Stammelndes Nachdenken sodann als Ursachenforschung. Die Fragen der Alten korrelieren in gehaltvoller Weise mit den Fragen der Modernen. Im Raum steht freilich der Verdacht, es könnten antwortlose Fragen sein. Vielleicht darum das unaufhörliche, hilflose aber offensichtlich völlig nutzlose Anflehen Gottes: „Erlöse uns von dem Bösen!“? Hat der Mensch zu leichtsinnig „Abschied vom Teufel“ genommen, weil er meint, alle Phänomene seien geklärt, wenn man statt „Teufel“ nun das „Böse“ sagt?
Der Duft von Schwefel
Immerhin stößt man zur Stunde noch manche Verwünschungen aus: „Geh zum Teufel!“; „Hol dich der Teufel!“; „Mögen sie zur Hölle fahren!“. Das seien „dunkle Schatten“ die da auf der Seele lasten und rumoren, Verdrängtes, Nichtgelebtes, Unerfülltes tief im Unbewußten eingegraben, wird moderne Psychologie erkenntnisbringend rufen. Franz Kafka schon zeigte sich nachdenklich und notierte ins Tagebuch: „Psychologie ist Lesen einer Spiegelschrift, also mühevoll, und was das immer stimmende Resultat betrifft, ergebnisreich, aber wirklich geschehen ist nichts … Zum letzte Mal Psychologie!“ Zugegeben: Drache, Kröte, Schlange erscheinen uns zu possierlich, um ernsthaft zu schrecken. Sind also die teuflischen Erscheinungsformen uns nachgerade lächerlich und peinlich geworden, obwohl es doch gerade in Deutschland so gewaltig wieder nach Schwefel stinkt?
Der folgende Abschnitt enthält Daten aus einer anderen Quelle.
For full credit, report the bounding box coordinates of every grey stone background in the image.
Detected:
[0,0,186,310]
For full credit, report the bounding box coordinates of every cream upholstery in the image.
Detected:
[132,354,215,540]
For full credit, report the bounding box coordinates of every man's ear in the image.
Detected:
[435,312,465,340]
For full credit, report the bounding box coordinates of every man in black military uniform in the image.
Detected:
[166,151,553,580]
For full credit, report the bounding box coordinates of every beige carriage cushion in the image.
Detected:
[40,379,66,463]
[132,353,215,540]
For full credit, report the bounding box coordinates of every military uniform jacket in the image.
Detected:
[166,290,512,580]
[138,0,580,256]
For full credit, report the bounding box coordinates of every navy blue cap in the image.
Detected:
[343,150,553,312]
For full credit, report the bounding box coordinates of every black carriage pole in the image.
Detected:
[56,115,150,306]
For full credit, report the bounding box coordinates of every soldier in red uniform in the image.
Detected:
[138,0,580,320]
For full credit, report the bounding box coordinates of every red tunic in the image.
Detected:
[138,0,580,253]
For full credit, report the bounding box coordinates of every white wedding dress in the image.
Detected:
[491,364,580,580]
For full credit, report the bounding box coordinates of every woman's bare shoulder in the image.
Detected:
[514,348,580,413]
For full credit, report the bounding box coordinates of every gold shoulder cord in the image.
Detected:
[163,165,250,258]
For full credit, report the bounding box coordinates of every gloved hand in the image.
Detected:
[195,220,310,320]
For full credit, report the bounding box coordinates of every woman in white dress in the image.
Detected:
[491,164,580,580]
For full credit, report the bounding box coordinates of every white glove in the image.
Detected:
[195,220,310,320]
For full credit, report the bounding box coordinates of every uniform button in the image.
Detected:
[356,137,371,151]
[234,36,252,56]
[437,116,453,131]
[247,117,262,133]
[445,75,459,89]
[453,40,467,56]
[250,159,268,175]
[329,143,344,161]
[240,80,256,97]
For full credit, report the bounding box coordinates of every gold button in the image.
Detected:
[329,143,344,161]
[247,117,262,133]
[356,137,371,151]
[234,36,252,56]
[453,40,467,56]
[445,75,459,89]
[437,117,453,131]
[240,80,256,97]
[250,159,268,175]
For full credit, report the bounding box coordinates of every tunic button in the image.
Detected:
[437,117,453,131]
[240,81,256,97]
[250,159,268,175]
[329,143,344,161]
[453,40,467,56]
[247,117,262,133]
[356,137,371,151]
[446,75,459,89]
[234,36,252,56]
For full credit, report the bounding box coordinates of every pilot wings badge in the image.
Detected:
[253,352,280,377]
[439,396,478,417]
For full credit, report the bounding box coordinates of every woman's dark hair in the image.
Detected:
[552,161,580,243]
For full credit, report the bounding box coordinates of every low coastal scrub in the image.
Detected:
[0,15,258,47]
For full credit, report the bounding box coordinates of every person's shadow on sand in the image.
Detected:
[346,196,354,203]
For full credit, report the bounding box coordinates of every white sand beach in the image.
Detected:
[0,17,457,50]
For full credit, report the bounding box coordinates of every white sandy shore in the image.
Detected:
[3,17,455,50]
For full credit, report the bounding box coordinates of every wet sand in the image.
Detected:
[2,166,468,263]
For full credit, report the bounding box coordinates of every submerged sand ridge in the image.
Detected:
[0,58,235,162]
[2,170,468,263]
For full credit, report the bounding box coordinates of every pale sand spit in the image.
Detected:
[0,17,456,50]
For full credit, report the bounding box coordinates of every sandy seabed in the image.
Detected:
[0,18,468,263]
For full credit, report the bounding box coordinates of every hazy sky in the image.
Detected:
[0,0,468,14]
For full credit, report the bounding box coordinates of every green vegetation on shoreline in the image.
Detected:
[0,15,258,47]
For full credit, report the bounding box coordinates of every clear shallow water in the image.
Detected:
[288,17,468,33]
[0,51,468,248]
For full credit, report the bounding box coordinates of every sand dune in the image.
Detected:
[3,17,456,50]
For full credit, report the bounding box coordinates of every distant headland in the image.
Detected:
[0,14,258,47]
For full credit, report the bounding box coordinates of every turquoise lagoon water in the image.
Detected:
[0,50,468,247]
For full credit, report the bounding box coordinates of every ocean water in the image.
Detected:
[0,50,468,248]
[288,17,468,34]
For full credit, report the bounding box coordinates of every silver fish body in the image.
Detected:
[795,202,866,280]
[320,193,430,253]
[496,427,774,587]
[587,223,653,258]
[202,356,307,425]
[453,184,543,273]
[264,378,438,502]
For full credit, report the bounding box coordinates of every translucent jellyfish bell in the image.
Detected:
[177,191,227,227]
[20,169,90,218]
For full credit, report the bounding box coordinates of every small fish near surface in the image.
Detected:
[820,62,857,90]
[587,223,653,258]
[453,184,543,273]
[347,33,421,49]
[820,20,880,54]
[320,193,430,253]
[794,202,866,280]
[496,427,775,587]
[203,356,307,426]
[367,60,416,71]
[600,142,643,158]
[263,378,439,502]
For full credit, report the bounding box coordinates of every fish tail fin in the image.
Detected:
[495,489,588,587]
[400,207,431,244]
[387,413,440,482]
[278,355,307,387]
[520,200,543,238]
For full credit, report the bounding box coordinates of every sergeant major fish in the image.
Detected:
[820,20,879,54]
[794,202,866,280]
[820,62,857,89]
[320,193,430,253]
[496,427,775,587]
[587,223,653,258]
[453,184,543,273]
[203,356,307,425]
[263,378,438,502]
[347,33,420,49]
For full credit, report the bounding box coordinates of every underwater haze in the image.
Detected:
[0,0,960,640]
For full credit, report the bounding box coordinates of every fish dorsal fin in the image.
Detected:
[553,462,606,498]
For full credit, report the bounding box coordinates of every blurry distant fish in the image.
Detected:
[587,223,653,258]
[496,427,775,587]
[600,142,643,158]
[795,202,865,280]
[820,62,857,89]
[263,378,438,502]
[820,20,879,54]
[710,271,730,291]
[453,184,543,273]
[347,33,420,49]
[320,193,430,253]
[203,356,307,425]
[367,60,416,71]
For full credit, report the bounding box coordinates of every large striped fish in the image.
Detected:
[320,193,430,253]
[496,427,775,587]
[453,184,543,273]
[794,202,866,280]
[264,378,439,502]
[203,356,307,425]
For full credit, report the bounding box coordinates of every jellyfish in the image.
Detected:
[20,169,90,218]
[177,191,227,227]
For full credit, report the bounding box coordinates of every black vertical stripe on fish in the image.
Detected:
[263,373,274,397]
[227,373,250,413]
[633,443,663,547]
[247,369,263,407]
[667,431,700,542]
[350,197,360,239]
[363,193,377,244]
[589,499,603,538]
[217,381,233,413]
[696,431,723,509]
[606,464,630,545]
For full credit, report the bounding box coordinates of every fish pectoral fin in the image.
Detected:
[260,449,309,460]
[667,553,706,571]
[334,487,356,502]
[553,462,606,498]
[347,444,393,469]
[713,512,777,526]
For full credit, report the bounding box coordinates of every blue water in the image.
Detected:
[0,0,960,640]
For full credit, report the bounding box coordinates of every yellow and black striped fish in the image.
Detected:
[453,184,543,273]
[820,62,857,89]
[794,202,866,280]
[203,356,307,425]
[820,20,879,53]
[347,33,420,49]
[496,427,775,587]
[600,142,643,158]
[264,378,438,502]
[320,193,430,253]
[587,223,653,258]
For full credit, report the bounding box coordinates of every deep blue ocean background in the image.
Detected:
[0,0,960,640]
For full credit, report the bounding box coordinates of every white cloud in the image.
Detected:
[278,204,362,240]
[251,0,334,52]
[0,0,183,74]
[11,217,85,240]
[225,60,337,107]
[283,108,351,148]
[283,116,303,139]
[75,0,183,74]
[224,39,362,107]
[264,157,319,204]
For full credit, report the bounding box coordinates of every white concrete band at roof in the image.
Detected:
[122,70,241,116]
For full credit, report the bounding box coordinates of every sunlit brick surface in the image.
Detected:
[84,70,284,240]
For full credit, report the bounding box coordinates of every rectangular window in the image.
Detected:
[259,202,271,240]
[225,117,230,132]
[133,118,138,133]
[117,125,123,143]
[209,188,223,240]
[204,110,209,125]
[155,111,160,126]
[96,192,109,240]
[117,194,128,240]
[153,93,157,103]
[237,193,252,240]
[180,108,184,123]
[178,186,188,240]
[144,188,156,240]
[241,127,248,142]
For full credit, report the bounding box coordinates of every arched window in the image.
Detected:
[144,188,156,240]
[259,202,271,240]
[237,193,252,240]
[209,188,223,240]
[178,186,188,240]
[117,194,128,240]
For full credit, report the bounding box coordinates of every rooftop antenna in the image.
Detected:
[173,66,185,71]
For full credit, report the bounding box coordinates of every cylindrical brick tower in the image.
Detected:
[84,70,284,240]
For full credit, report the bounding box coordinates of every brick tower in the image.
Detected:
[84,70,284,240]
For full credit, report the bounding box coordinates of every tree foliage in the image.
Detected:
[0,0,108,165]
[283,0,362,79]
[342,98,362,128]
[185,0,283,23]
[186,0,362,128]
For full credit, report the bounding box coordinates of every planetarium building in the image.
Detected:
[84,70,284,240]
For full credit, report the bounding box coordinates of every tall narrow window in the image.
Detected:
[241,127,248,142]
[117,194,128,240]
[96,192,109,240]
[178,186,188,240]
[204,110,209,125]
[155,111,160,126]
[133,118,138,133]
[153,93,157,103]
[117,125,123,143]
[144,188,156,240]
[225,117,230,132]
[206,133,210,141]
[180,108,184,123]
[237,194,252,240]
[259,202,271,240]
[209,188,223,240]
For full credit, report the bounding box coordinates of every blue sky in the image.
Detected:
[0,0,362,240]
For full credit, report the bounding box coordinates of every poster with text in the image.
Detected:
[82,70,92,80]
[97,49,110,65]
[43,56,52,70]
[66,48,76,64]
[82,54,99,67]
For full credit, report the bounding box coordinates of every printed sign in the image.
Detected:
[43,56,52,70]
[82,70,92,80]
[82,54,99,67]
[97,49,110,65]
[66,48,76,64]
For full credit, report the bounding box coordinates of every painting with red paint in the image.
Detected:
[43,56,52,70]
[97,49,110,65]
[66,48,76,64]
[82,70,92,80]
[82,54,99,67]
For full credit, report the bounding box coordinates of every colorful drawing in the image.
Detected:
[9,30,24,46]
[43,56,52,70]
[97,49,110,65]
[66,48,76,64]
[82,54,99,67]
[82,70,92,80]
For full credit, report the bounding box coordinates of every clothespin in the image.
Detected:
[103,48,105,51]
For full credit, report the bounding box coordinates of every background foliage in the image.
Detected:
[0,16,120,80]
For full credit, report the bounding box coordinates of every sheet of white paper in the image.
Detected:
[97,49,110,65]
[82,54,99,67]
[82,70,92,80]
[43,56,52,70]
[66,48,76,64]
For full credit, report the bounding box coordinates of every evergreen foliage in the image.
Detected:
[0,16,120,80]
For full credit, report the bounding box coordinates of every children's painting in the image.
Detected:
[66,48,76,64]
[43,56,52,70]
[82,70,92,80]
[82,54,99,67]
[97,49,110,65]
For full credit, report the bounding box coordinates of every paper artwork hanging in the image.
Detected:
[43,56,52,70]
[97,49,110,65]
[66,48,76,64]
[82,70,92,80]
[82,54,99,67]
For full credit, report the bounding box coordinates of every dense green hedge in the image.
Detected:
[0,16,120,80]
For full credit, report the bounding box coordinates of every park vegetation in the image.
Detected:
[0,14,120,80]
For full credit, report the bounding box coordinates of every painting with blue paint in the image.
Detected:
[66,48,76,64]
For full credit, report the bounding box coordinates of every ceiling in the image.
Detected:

Schwefel ist das Parfüm des Teufels, sein Erkennungszeichen, Hörner und Schwanz indes hält er verborgen. Nicht umsonst ist er ein Verwandler. Die widerliche Fratze wäre wohl sein eigenes Abschreckungsmittel geworden. Der evangelische Theologe Rudolf Bultmann stellte angesichts der Entrümpelung biblischer Schriften jedenfalls launig fest: „Man kann nicht elektrisches Licht und Radioapparat benutzen, in Krankheitsfällen moderne medizinische und klinische Mittel in Anspruch nehmen und gleichzeitig an die Geister- und Wunderwelt des Neuen Testaments glauben“. Auch die Schriftstellerin Ludmila Ulitzkaja ist sich sicher: „Die These von der infernalen Natur des Bösen hat ausgedient, der Mensch schafft das Böse aus eigener Kraft – und er übertrifft den Teufel darin“. Dem mag man beistimmen, doch könnten diese Implikationen zu kurz greifen? Mit der Philosophin Ricarda Huch ließe sich nämlich vermuten, der Teufel sei geradezu ein „Urphänomen“ der Menschheit. Aus welcher Urerfahrung des Unheimlichen er entstanden ist, mag dahingestellt bleiben.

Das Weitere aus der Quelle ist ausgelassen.